Nyawanya bahkan tidak akan lama lagi, Aya tau. Bibirnya pucat sekaligus bergetar, genggaman di tangan Deka semakin mengerat.

"Kalau selama hidup, Aya ngeselin dan nyusahin kakak, maafin ya. Semoga kakak sadar ya kalau selama ini Aya tuh cinta banget sama kakak. Aya posesif karena gak mau kakak direbut sama siapapun, kalau kak Deka berubah itu kayak sakit banget kak. Aya gak mau. Selain kedua orang tua aku, kakak orang kedua yang paling aku sayang," tuturnya dengan terbata.

"Kak, kalau Aya mati sekarang. Tolong kabarin Kak Rin sama Disa ya, jangan sedih lama-lama. Nanti aku gak tenang di sana, Aya juga bakalan sedih kalau kalian sedih. Kak Rin sama Disa, Aya mau bilang kalau kalian sahabat terbaik buat aku. Kak Rin, orang yang selalu belain aku, nenangin aku. Aya gak punya kakak, tapi pas kakak Serin ada Aya ngerasain kasih sayang seorang kakak. Kak Rin baik-baik ya, jaga kesehatan. "

"Untuk mamiku tersayang, semoga mami bahagia selalu. Aya banyak salah sama mami, maafin ya mi. Aya gak nyangka bakal secepat ini nyusul papi, tapi seenggaknya rindu Aya selama ini terobati.
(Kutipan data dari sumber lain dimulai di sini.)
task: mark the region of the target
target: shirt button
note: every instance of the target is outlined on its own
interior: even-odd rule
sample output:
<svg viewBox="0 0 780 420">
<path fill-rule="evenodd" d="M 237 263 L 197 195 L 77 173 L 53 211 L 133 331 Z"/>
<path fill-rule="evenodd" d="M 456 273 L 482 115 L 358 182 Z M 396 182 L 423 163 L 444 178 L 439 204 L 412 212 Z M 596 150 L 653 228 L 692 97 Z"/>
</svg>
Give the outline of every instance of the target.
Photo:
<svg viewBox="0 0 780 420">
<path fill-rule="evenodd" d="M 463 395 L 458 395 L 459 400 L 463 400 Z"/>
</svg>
Kalau mami rindu Aya, jengungin aja di makam. Semoga Aya hadir di mimpi mami."

Sebelum berbicara panjang lebar, Aya menyempatkan diri mengambil ponsel lalu merekam semua ucapannya. Dan sekarang rekamannya sudah selesai.

Pasokan oksigen menipis, mata sayunya perlahan tertutup.

"Aku cinta kakak selamanya."

Ketokan pintu dari luar sontak membuyarkan lamunan buruk yang Aya alami. Ia terperanjat lalu segera membersihkan diri, kemudian membuka pintu toilet.

Terpampang sosok Deka yang menatapnya intens.

"Lo gak papa kan?" tanya Deka khawatir.

Aya tersenyum tipis. Lamunan tadi sukses membuat suasana hatinya kacau. Tanpa meninggalkan jawaban, dirinya malah melewati sang suami menuju ranjang.

Deka mengikuti dari belakang, mengamati tingkah gadis itu dari dekat. Alis tebalnya mengerut pertanda ia tak menyukai sikap cuek yang ia terima dari sang istri.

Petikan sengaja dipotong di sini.